Let’s start with the word itself, “mental health”. It irks me when media talks about mental health as if it’s some kind of diagnosis. It’s not. It’s just an assessment of our mental… health. Truth is we all have mental health just like we have physical health. Sometimes it’s up, sometimes it’s down, but “mental health” is not a word only to be used for someone who is emotionally struggling. That would be like saying “it’s physical health” when someone breaks their leg. No, it’s a broken leg. The word health just means an assessment of functionality. It doesn’t assume dysfunction. In fact, in almost every other instance, “health” is associated positively. Hence the word “healthy”. We do realize that people can be mentally “healthy” right? That’s a thing.
Next on my list is when certain diagnosis become adjectives. And, what’s even more frustrating is that they don’t even make sense. Like “that’s so OCD” First of all, something can’t be OCD and usually people are referring to being overly clean and tidy.
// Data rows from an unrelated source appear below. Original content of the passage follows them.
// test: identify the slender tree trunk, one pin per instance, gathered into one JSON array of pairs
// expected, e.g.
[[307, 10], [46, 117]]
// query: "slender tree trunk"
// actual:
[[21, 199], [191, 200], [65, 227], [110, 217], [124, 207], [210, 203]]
The only time cleanliness is associated with OCD is when it is a compulsive act to alleviate the stress of an irrational obsession. Have to vacuum because that you’re going to die if someone walks on your floor with bare feet? Maybe it’s related OCD. Choose to vacuum because you like to keep a generally your clean house? Maybe not so much OCD related. Also this idea that OCD = clean can lead to under diagnosis because someone who isn’t clean may not even consider that they could have OCD. I mean, OCD is also tied to hoarding. It doesn’t matter how clean someone is, what matters is if they are acting compulsive in any way due to an irrational obsessive fear of worry.
Also I hate hearing people say something is “schizophrenic” if it doesn’t match or has alternate meanings. I’ve heard things like “that outfit is so schizophrenic.” Okay, so, here’s a little PSA: schizophrenia has to do with distorted reality often experiencing auditory and/or visual hallucinations. It’s not about stripes coexisting with polka dots. (That’s more Dissociative Identity Disorder if we must use a mental illness describing word.) Unless the outfit is seeing or hearing things that aren’t there, it’s not schizophrenic it’s just mismatched.
Oh there are many more. I could keep going but instead I’ll just say that we definitely should start talking more about mental health. Just hopefully in a way that is more helpful, accurate, and productive.